Dr. Wray, associate professor of dance at the University of California, Irvine, describes herself as a ‘Neo-African Performance Architect’. Receiving her PhD from the University of Surrey her interdisciplinary scholarship engages with dance, music, spiritual and community held knowledge. Developed into her praxis of Embodiology® which has application across the fields of dance and music, wellness, community engagement and leadership. In 2018 she will be the Interdisciplinary Artist in Residence at the University of Wisconsin, Madison and also later that year a Master Artist in Residence – at the Atlantic Center for the Arts in Florida.
In 2017 a new essay on Embodiology is forthcoming in an Oxford University Press publication on dance improvisation. In 2016 an essay introducing Embodiology’s concepts was published by Routledge in, “Black Routes in British Dance”, edited by Ramsay Burt and Christy Adair. Further dissemination of this method of how movement inspires the mind can be found in her TEDx talk entitled “Bodily Steps to Innovation” – see http://www.tedxorangecoast.com/videopick/sheron-wray-bodily-steps-to-innovation/
Sheron’s foundation is in dance performance and in the UK she was a member of both London Contemporary Dance Theatre and Rambert Dance Company between 1988 and 2001. Sheron is widely known for her role as the leading performer and legal custodian of Harmonica Breakdown (1938), choreographed by Jane Dudley. As its custodian she continues to restage the work globally and has just completed a motion capture research project funded by the UK Arts and Humanities Research Council. In 2013 she re-launched JazzXchange in the USA and was appointed guest curator of contemporary performance for the Monuments and Museums of Ghana.
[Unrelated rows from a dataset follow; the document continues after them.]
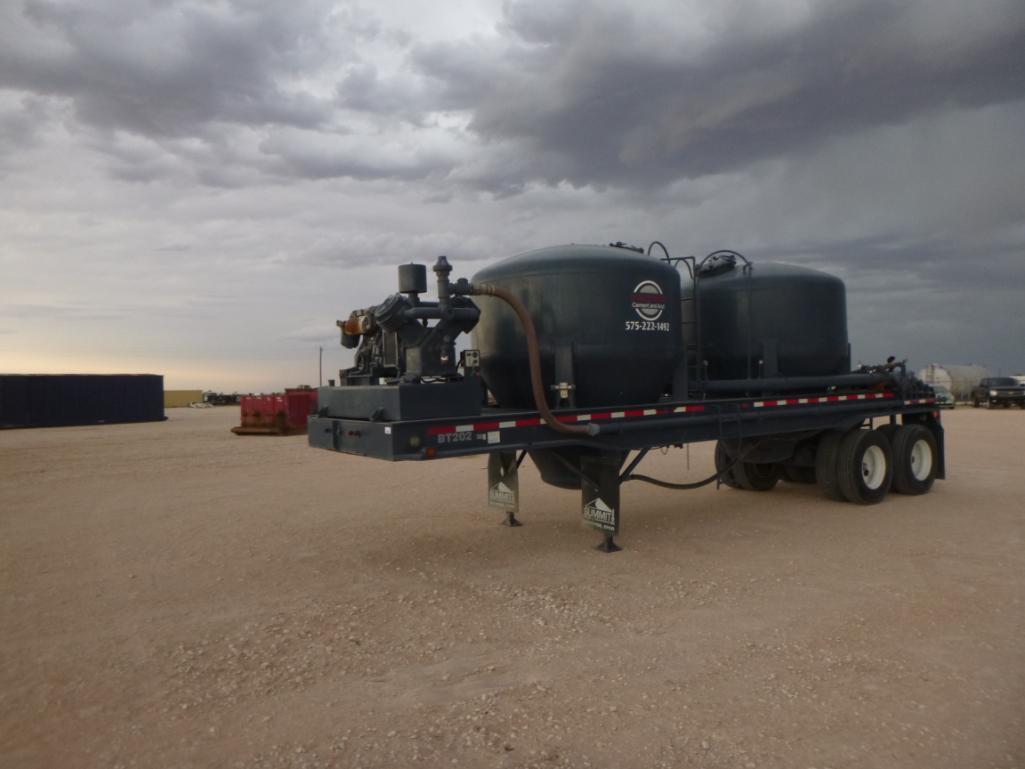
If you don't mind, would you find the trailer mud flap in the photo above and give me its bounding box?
[488,451,520,526]
[580,454,622,553]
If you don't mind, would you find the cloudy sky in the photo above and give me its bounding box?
[0,0,1025,391]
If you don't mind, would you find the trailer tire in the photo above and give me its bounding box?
[715,441,737,489]
[836,430,894,504]
[783,464,815,484]
[815,431,844,501]
[733,462,782,491]
[893,424,938,494]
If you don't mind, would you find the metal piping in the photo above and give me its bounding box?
[698,373,894,393]
[468,284,599,436]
And in 2015 UK’s National Resource Center for Dance invited her to place her archive within their permanent collection. Between 1992 and 2004 Wray was artistic director of JazzXchange Music and Dance Company, collaborating with musicians including Wynton Marsalis, Gary Crosby and Julian Joseph from whom she received a commission to choreograph The Brown Bomber, for the Olympic Arts Festival at the Southbank Centre. As a result of her NESTA fellowship intersect in her concept of digitally enabled improvisation which manifests in the award-winning Texterritory. Texterritory is an interactive performance platform created in collaboration with Fleeta Siegel. Recent productions include Texterritory Congo, Digitally Ever Present and Texterritory USA.